The facts against what people “know”

I’ve written several posts about this subject including the recent “Misinformation and the disappearance of the moderate Republican” and the earlier “Keeping the Faith”.   Both discussed the uphill if not futile effort to fight misinformation with facts and the impact this has on democracy.

I have been reading Angels and Ages:  A Short Book About Darwin, Lincoln, and Modern Life by Adam Gopnik.  It has been my train book for the last month or so.  Fascinating book and lots to think about.  Coming home today, I came across this quote on page 186:

Science – scientific reasoning – seems to me an instrument that will lag far, far behind.  For look here, the earth has been thought to be flat.  It was true, so it still is today, for instance, between Paris and Asnieres.  Which however does not prevent science from proving that the earth is principally round. Which no one contradicts nowadays.

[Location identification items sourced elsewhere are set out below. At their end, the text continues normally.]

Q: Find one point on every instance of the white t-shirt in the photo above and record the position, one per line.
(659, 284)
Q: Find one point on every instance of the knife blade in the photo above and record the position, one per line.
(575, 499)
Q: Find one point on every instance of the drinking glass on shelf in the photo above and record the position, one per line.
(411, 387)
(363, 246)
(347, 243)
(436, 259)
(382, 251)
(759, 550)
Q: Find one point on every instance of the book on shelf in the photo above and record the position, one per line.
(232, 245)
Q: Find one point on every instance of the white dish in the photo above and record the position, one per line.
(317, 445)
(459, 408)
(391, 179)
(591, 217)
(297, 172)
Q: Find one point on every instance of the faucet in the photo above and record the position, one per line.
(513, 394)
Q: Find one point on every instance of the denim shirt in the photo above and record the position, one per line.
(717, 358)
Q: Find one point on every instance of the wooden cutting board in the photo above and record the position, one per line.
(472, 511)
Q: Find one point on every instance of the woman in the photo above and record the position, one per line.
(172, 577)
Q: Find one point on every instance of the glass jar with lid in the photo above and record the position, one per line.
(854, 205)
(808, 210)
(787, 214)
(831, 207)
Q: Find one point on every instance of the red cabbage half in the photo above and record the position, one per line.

But notwithstanding this they persist nowadays in believing that life is flat and runs from birth to death.  However, life too is probably round, and very superior in expanse and capacity to the hemisphere we know at present.

                                               Vincent van Gogh, June 1888

“Science – Scientific reasoning – seems to me an instrument that will lag far, far behind.”  We still have people who believe the earth is flat, just as we have those that still believe that President Obama was not born in the United States and is a Muslim.  Just a people still believe that the health care reform bill will lead to death panels for Grandma.

My point is that difficulty is using facts to persuade is not a new phenomena.  Van Gogh, an artist not a scientist or philosopher or politician recognized this.  I don’t know if this cheers me up or depresses me even more.